Who said you can’t have it both ways?

In damage control mode, Washington Post publishes an article and letter from its publisher, Katharine Weymouth, today that, continues to blame –but not fire–“Charles Pelton, a marketing employee” for a scandal that some bloggers have dubbed “Salon-gate.”

Turns out it is tough to blame the “dumb-about-journalism-ethics-marketing guy” when he is, in fact, a journalist. The Post reveals  (emphasis mine): “Pelton, a former newspaper journalist who had started his own meeting business, was hired to oversee this new business.”

The Washington Post’s article summarized the background of the scandal by paragraph five: “The plan to host a series of off-the-record, sponsored dinners at Weymouth’s home in the District, and invite Obama administration officials, lawmakers, lobbyists, business leaders, and Post editors and reporters, exploded in controversy when a promotional flier described an effort to sell sponsorships of $25,000 for each dinner or as much as $250,000 for a series of 11 dinners. The flier promised exclusive access to the newsmakers and journalists. The first of the dinners, billed as salons, was to be held July 21 and focus on health-care policy. Weymouth canceled the dinner after Politico.com disclosed the details of what was being offered to potential sponsors in the flier.”

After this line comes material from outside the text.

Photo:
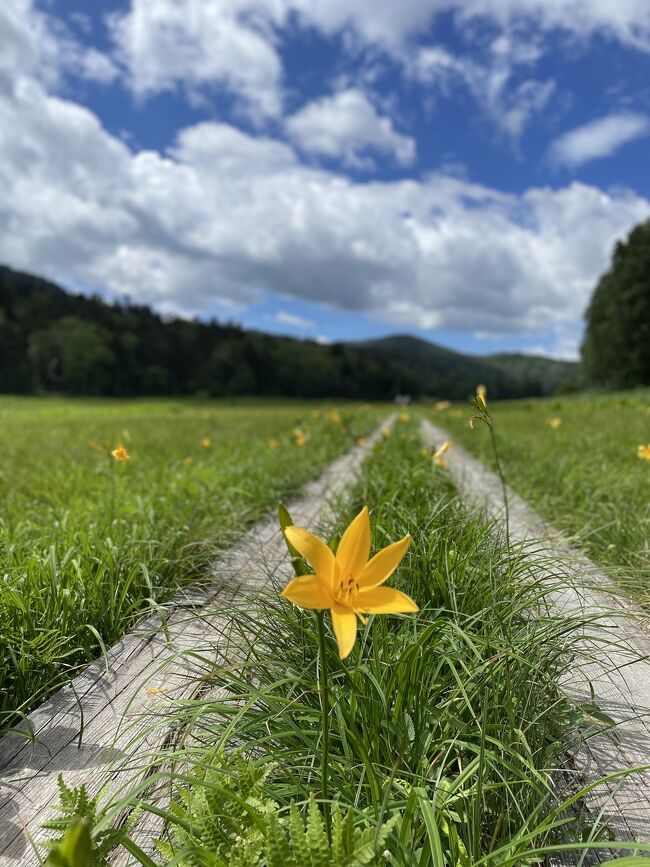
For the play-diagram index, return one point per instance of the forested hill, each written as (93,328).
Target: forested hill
(53,341)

The article’s lede provided the essence of their excuse: “a hasty time frame, haphazard planning and miscommunication led to the release of a promotional flier that inaccurately described the newspaper’s plans for a series of sponsored ‘salons’ with influential insiders.”

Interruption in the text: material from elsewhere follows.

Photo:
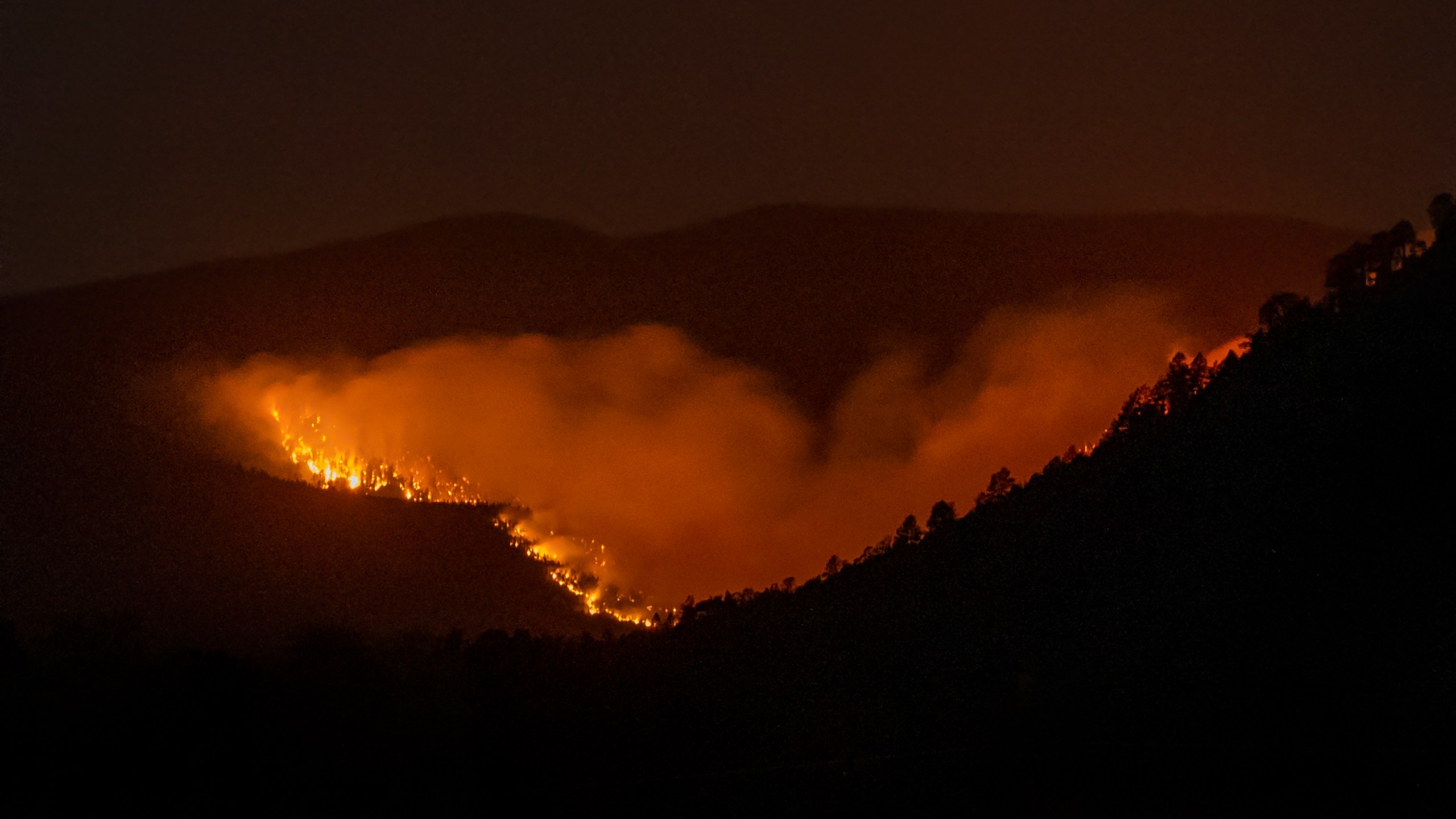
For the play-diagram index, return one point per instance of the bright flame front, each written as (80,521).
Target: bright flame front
(305,444)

Yet, later in the same article, The Post also claims their haste and haphazardness had lots of planning.

Weymouth and Executive Editor Marcus Brauchli said they had a, “lengthy and detailed series of planning meetings involving the newspaper’s executives and top newsroom representatives”  and a “long-standing plan” to “create a new business involving dinners, seminars and conferences” that later included these salons at Weymouth’s home.

Weymouth tries to reassure readers that they have control : “From the outset, we laid down firm parameters to ensure that these events would be consistent with The Post’s values.” So why doesn’t Pelton, head of this marketing debacle–who they now blame, but don’t fire– not know about these “firm parameters”?

The problem obviously is much deeper over there at The Post than just the error of sending out an unapproved “promotional flier.”